Consider training a linear (polynomial) regression model of degree d < 100 on a dataset called A, consisting of 1000 points. Which of the following are True? Check all that apply.
3-1: An R^2 value of 0.8 on A means that the model accounts for approximately 80% of the variance in A.
3-2: A negative R^2 value is possible if the model is tested on A.
3-3: Increasing d will never decrease the R^2 value of evaluating the model on A.
3-4: If A is only 60% of the data in some larger dataset, then increasing d will never decrease the R^2 value of evaluating the model on the remaining 40%.
3-5: If A is only 10% of the data in some larger dataset, then increasing d might increase or might decrease the R^2 value of evaluating the model on the remaining 90%.
3-6: A danger of overfitting is that the model captures experimental error in the data.

Assume that X is a list of pseudo-random numbers, and that k is a constant. Which of the following are true? Check all that apply.

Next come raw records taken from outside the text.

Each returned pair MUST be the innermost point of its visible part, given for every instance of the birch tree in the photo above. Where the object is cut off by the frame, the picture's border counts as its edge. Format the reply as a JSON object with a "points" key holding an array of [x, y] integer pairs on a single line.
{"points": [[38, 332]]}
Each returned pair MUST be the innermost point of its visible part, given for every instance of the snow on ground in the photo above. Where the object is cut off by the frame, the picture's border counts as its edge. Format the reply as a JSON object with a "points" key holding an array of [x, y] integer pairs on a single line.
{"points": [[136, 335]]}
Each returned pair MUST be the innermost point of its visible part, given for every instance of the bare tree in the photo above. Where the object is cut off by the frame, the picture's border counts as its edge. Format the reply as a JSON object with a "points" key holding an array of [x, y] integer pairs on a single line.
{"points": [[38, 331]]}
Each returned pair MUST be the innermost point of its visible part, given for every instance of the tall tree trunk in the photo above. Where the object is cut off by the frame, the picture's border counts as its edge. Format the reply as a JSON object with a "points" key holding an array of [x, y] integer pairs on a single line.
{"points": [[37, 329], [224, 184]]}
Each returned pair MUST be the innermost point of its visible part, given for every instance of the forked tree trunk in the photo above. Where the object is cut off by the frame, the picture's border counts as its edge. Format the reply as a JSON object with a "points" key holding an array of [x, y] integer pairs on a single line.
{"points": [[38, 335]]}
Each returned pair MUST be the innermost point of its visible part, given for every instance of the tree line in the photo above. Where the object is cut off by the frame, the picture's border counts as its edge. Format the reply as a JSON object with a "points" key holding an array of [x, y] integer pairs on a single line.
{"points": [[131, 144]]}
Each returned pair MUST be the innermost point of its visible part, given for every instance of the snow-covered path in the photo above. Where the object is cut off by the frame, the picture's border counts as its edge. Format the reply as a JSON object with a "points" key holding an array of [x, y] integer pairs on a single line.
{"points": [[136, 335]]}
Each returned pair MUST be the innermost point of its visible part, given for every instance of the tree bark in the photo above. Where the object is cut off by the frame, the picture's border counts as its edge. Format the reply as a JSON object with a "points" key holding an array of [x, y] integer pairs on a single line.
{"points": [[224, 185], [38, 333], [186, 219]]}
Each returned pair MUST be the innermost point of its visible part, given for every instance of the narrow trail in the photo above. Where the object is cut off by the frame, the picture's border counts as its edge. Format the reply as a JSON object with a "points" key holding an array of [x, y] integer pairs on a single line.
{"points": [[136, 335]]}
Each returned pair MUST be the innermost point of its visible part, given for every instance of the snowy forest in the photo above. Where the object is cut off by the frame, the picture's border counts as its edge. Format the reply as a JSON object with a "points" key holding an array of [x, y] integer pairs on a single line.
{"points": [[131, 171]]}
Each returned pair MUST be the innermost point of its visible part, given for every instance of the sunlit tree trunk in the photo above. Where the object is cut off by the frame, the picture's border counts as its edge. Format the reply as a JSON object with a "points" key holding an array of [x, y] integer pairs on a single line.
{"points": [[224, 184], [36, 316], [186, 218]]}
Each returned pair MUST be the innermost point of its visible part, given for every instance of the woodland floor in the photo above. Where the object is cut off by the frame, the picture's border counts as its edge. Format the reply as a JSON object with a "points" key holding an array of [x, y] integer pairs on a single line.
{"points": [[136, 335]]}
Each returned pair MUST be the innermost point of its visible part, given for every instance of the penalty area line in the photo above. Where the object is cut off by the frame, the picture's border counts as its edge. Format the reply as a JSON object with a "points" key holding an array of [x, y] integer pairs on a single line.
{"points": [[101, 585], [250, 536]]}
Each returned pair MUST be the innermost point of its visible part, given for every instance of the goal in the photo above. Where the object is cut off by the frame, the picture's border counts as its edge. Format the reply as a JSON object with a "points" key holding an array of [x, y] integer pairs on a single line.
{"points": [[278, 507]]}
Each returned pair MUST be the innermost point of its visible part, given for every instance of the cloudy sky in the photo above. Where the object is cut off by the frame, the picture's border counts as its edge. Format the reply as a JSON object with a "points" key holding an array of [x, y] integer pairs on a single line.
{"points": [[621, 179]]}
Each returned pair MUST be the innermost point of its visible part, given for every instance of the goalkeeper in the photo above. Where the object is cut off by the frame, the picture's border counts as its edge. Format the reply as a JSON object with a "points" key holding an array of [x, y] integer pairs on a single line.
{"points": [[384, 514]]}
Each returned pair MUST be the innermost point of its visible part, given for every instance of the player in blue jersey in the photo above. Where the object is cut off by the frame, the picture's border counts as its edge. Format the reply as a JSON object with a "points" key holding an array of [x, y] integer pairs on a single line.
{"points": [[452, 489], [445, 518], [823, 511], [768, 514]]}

4-1: If Y = [k**x for x in X], then numpy.polyfit(X, Y, 1) will fit a straight line to the values.
4-2: If Y = [k for x in X], then numpy.polyfit(X, Y, 2) will fit an approximately straight line to the values.
4-3: numpy.polyval returns a list of the coefficients of a linear regression model.
4-4: numpy.polyfit can be used to fit a function of more than one variable.